Objective: To evaluate the impact of 10 sessions of Conductive Education on mobility, functional independence and health-related quality of life in adults with multiple sclerosis, Parkinson's disease and stroke. Design: Observational, pretest-posttest design. Setting: The National Institute of Conductive Education, Birmingham, UK. Participants: One hundred and twenty-nine self-referred community-living individuals with moderate disability. Intervention: Following an individual consultation, participants attended 10 diagnostic-specific group sessions of Conductive Education, scheduled daily or less commonly weekly. Outcome measures: All participants were assessed using the Barthel Index and the Nottingham Extended Activities of Daily living Index. Stroke, multiple sclerosis and Parkinson's disease patients also completed the Short Form 36 (SF-36) Health Survey, the Multiple Sclerosis Quality of Life 54 questionnaire (MSQoL-54) and the Parkinson's Disease Questionnaire (PDO-39) respectively. Results: One hundred and five individuals completed the programme as well as all pre and post-assessments. Of these, 34 had suffered a stroke, 55 had Parkinson's disease and 16 had multiple sclerosis.

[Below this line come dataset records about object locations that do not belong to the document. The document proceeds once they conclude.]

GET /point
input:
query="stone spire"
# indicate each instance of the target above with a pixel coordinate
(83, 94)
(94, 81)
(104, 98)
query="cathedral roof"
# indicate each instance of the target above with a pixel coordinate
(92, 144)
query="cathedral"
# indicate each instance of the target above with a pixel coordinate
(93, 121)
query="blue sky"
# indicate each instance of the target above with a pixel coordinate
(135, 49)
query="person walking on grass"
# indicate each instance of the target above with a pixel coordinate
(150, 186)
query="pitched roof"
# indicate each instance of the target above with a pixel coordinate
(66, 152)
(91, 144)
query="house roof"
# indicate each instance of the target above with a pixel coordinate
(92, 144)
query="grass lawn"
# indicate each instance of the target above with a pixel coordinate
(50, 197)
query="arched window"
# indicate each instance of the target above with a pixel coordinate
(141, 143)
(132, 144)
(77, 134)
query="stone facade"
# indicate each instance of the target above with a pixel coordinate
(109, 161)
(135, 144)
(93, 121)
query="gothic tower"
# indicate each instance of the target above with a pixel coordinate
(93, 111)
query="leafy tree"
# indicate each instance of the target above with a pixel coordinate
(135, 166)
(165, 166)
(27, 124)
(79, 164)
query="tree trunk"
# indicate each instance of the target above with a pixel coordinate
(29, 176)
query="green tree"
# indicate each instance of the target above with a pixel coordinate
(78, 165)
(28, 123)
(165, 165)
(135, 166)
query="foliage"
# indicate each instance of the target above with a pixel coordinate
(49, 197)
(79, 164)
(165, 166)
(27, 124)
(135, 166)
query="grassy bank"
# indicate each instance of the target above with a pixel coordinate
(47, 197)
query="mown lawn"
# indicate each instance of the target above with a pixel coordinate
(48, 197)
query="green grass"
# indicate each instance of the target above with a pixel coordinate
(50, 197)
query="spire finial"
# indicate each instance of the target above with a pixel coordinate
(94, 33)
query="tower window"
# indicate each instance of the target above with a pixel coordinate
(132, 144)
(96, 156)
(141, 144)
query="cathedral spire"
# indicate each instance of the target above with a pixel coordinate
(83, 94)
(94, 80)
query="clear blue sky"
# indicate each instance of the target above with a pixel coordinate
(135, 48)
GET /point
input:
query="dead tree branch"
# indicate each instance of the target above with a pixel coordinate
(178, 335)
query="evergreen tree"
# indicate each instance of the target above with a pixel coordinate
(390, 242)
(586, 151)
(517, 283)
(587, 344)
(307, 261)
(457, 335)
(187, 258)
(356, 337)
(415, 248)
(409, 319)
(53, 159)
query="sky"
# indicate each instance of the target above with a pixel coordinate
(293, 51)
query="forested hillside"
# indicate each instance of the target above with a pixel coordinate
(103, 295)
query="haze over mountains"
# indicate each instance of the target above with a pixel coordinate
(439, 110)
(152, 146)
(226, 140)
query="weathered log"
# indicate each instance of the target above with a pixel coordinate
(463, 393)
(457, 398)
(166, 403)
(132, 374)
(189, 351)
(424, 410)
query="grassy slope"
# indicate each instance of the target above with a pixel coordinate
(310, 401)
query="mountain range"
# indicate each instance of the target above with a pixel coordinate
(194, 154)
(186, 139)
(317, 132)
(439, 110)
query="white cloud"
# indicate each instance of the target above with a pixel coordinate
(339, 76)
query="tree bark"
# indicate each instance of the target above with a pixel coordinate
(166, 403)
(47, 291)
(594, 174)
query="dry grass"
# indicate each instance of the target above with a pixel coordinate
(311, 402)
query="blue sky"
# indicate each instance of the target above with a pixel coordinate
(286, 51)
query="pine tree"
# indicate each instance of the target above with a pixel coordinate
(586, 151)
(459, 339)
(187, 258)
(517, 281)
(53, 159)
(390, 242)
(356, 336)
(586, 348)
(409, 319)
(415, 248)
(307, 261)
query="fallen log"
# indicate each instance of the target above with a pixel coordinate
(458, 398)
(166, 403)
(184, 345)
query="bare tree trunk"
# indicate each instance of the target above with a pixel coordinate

Stroke patients demonstrated statistically significant improvements in the Nottingham Extended Activities of Daily living Index (mean change 3.4, P<0.001) and the SF-36 mental health subsection (mean change 7.8, P<0.001). Non-significant trends towards improved physical and mental function were demonstrated by other outcome measures across all three diagnoses. Conclusions: The results emphasize potential benefits of Conductive Education for individuals with stroke. The results will inform further randomized comparisons of the effects of Conductive Education in neurologically disabled people. © SAGE Publications 2008.